インドや中国では月にうさぎが住むと信じられており、日本でも月で餅をつくうさぎの話しは有名ですね。中国や香港では中秋節(ちゅうしゅうせつ)・旧暦の8月15日にあたる日を「中秋の名月」と呼びます(2022年は9月10日)。春節・端午節と並ぶ代表的な節句の一つで、国民の祝日になっており、家族で月にお供え物をして一家団欒を楽しむのが習わしです。

中秋の名月を祝うためのお菓子・月餅

うさぎは多産豊穣・繁栄のシンボルとされており、山形の熊野大社や埼玉県の調神社、京都の岡崎神社、鳥取の白兎神社など、全国各地にまつられている神社がたくさんあります。

岡崎神社
岡崎神社の狛兎

うさぎの数え方

さて、なぜうさぎはなぜ鳥でもないのに、「羽」で数えることがあるのでしょうか? これはかつてうさぎを家畜として扱っていた時代に用いられていたことが名残で、そのルーツには諸説があります。

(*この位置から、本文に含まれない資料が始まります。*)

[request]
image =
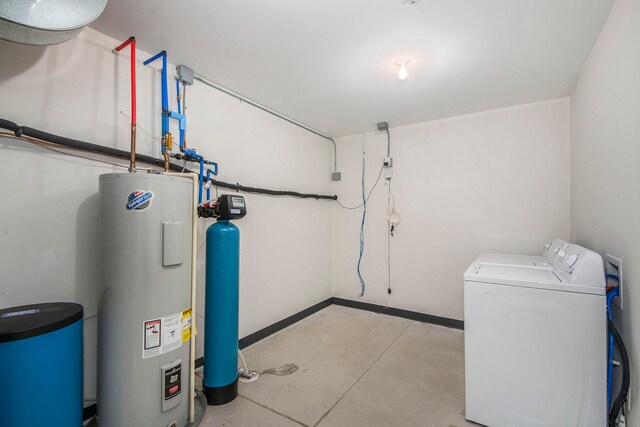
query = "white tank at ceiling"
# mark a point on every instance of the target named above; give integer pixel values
(46, 22)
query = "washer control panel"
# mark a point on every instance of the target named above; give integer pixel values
(581, 266)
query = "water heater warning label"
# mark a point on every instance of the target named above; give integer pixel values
(162, 335)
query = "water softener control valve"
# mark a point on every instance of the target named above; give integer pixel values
(230, 206)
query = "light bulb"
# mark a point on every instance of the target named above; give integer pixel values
(403, 72)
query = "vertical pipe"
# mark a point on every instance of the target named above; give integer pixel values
(209, 189)
(132, 41)
(165, 96)
(183, 132)
(178, 95)
(201, 181)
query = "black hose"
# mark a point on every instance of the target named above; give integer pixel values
(74, 143)
(626, 376)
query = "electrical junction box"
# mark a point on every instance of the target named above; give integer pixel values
(185, 74)
(383, 126)
(387, 163)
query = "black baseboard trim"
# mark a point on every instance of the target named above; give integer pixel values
(278, 326)
(398, 312)
(263, 333)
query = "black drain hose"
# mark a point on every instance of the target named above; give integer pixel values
(626, 376)
(114, 152)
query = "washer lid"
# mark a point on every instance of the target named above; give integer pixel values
(530, 277)
(519, 260)
(28, 321)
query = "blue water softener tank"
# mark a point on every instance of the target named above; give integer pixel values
(220, 381)
(41, 365)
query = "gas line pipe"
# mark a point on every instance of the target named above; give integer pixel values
(131, 41)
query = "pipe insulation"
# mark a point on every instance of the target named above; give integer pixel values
(114, 152)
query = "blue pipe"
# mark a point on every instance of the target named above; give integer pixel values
(610, 296)
(165, 91)
(178, 94)
(201, 181)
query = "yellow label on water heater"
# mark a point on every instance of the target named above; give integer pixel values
(186, 325)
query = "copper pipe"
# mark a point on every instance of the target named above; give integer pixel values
(132, 159)
(131, 41)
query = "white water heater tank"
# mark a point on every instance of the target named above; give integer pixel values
(144, 322)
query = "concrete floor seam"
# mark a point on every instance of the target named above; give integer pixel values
(363, 374)
(272, 410)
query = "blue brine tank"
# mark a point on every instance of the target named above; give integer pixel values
(41, 365)
(221, 313)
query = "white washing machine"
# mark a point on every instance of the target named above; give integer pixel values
(536, 343)
(546, 260)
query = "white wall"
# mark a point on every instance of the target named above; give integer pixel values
(496, 181)
(605, 161)
(49, 205)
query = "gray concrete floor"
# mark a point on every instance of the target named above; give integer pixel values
(352, 368)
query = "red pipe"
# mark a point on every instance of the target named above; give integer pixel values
(132, 41)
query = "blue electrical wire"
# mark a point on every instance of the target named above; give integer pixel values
(364, 216)
(610, 296)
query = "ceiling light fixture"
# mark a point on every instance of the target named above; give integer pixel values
(402, 63)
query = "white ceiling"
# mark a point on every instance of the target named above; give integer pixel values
(330, 63)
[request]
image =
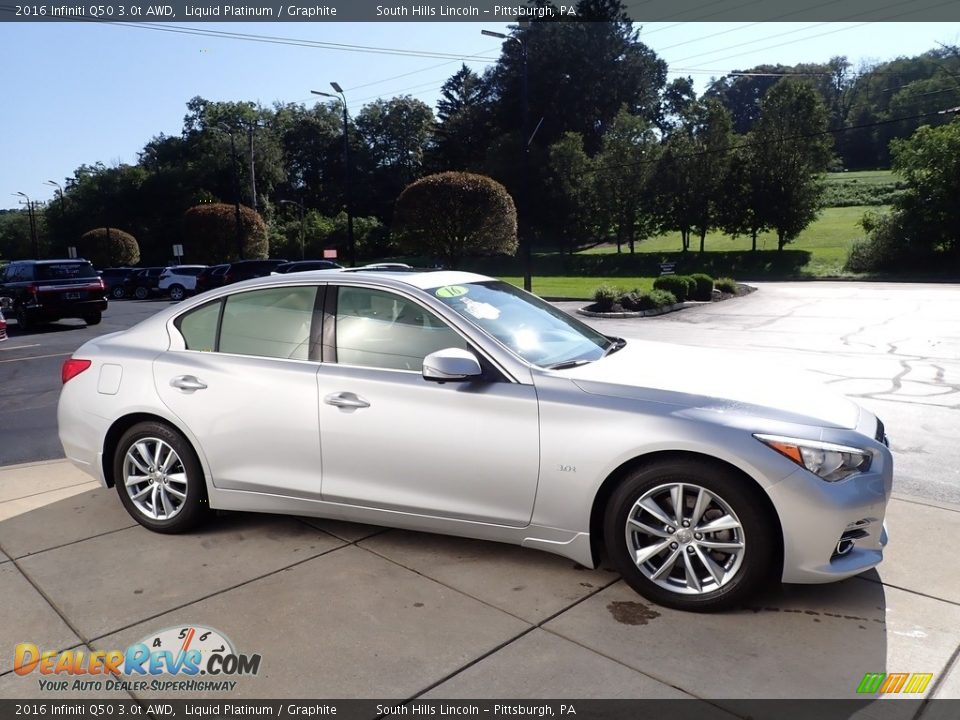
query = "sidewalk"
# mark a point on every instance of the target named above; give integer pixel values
(343, 610)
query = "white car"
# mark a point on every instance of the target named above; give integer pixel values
(453, 403)
(178, 281)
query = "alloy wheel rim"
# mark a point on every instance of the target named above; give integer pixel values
(155, 478)
(685, 539)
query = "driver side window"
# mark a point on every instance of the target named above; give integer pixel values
(382, 330)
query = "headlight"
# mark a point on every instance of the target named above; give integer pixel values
(826, 460)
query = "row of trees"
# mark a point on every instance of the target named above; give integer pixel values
(611, 150)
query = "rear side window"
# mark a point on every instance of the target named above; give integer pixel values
(199, 326)
(65, 271)
(269, 323)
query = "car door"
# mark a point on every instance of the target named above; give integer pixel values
(245, 386)
(392, 440)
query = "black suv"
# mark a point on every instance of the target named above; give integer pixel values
(48, 290)
(113, 280)
(246, 269)
(143, 283)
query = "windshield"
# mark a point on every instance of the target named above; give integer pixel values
(530, 327)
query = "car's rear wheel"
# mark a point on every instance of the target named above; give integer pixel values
(24, 323)
(159, 478)
(690, 535)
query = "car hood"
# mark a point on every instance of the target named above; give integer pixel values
(719, 380)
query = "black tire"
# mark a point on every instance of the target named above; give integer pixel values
(193, 508)
(24, 323)
(757, 532)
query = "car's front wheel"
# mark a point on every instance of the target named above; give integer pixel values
(690, 535)
(159, 478)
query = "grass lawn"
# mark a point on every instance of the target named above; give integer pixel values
(827, 239)
(579, 287)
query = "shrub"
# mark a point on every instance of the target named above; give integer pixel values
(703, 289)
(657, 299)
(109, 247)
(605, 296)
(726, 285)
(680, 285)
(451, 215)
(632, 300)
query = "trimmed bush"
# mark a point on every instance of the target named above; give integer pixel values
(657, 299)
(605, 296)
(680, 285)
(726, 285)
(703, 289)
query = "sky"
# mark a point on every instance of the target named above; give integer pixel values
(82, 93)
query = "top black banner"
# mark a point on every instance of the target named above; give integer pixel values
(640, 11)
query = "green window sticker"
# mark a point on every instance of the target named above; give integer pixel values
(449, 291)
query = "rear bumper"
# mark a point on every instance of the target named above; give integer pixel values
(55, 310)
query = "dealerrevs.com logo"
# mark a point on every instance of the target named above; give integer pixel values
(189, 659)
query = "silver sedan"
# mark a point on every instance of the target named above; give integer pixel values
(452, 403)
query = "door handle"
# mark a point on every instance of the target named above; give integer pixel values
(188, 383)
(345, 399)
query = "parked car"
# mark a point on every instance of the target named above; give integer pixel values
(305, 265)
(143, 283)
(249, 269)
(211, 277)
(42, 291)
(454, 403)
(113, 280)
(178, 281)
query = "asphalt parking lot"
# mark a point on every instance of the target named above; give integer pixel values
(343, 610)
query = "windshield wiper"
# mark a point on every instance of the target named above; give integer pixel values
(568, 364)
(617, 344)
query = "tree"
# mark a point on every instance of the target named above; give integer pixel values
(210, 233)
(929, 162)
(793, 150)
(453, 214)
(570, 191)
(395, 134)
(464, 116)
(109, 247)
(624, 172)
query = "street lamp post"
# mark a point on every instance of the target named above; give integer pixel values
(33, 223)
(299, 205)
(525, 150)
(236, 186)
(346, 167)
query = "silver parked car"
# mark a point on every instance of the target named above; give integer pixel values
(453, 403)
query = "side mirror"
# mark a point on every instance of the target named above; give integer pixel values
(451, 364)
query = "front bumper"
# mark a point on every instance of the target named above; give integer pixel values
(815, 515)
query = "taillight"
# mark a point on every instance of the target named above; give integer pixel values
(71, 368)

1つは宗教上の理由で僧侶が獣の肉を食べるのを禁止されていたため、後ろ足2本で立つうさぎを鳥と見なして食べていた時代の名残、あるいは「ウ(鵜)とサギ(鷺)という2羽の鳥」ということで、「うさぎ2匹で1羽と数えるという説」「うさぎの大きく長い耳が鳥の羽に見えるためだとする説」「獲るときに鳥と同じように網に追い込んで捕まえたからという説」などが有力です。

現代ではうさぎを「羽」や「匹」と数え、みなさんそれぞれ自由にお使いですが、小誌では創刊時より「匹」で統一しています。

海外のうさぎ名詞

海外の言語では、英語表記は2種類あり、私たちと暮らすアナウサギはラビット(rabbit)、野ウサギはヘア(hare)となります。同じウサギ目ウサギ科ですが、属が違うのです。見た目も骨格が異なり、生まれた時から野ウサギは毛が生えていたり、巣穴で暮らさないなど、生体に明確な違いがあります。

そのほかの言語でうさぎの表記は、フランスのラパン(lapin)はよく知られていますが、中国ではトウツ(兎子)、韓国ではトッキ(토끼)、イタリアではコニーリョ(coniglio)、ドイツではカニーンヒェン(Kaninchen)、スペインではコネッホ(conej)と呼びます。